Identifying the meaningfully challenging purpose of Novo Nordisk to defeat diabetes led to the discovery of a drug that has created a related but distinct market for the company. If Novo Nordisk had stuck purely to a profit-driven objective it would have sought to have sold ever more insulin at ever higher profit margins by cutting costs and laying off still more workers. In the process it would have failed to have created, and indeed undermined, the most important and financially valuable asset which a company can possess and that is to be trusted.
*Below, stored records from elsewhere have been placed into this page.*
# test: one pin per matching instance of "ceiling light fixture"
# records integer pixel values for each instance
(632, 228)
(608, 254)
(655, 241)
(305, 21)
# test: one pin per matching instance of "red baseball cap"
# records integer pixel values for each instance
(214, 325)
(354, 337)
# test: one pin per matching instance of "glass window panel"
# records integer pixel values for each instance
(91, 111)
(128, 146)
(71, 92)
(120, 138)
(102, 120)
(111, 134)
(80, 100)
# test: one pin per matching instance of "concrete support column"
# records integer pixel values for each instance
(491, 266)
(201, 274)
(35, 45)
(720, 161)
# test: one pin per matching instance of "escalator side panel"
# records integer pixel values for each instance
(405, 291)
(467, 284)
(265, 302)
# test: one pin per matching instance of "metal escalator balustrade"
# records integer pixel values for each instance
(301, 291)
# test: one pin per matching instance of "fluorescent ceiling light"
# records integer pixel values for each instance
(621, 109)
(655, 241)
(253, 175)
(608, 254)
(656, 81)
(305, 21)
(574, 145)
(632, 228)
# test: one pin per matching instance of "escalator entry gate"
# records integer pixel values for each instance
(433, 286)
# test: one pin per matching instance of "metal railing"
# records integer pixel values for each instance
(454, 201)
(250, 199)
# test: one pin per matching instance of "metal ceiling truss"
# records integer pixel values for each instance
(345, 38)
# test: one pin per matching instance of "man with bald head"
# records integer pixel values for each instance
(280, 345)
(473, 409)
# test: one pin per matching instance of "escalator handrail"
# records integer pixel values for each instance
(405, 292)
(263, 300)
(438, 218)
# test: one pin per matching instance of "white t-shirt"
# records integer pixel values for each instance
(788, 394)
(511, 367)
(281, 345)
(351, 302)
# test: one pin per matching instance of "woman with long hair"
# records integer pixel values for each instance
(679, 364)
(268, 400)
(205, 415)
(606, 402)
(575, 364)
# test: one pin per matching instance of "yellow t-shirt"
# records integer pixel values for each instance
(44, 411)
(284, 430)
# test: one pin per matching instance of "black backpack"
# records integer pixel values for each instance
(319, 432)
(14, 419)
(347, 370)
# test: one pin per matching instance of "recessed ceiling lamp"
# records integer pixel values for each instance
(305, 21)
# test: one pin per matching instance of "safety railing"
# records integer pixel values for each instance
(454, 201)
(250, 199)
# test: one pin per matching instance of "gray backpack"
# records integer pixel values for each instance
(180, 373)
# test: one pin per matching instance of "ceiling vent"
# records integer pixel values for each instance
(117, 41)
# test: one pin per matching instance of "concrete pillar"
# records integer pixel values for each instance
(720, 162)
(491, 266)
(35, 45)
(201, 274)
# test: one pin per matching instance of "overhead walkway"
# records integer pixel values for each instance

Trust lies at the heart of commercial activities. Trusted corporations are more commercially successful because they promote more loyal customers, more engaged employees, more reliable suppliers, and more supportive societies. But there is one further critical aspect of ensuring that companies build and retain the trust of their customers, employees, suppliers, and societies and that is that they should not only produce profitable solutions to problems, but they should not profit from producing problems for others either. They should not profit from imposing expenses on others. Instead, they should incur the costs themselves of avoiding causing detriment for others or where it occurs mitigating, rectifying, or remedying the harm that has been done.

Lars Fruergaard Jorgensen recognized straight away the damage that accusations of excess pricing were having on the company and its reputation, and he sought to address this while still preserving the profitability of the business. The relations that Novo Nordisk built with governments as well as businesses and not-for-profit organizations around the world in identifying alternative ways of treating and avoiding type 2 diabetes were critical to achieving this.

Great leaders communicate not only the remarkable advantages and inspiration that derive from working for their profitable problem-solving not problem-creating businesses but also the meaningful partnerships that can be built with governments around the world. No business can on its own solve the world’s major challenges. It must work with others and especially be trusted by the government to promote, not undermine the public interest. That is what visionary founders create, what inspiring leaders promote and what great companies achieve.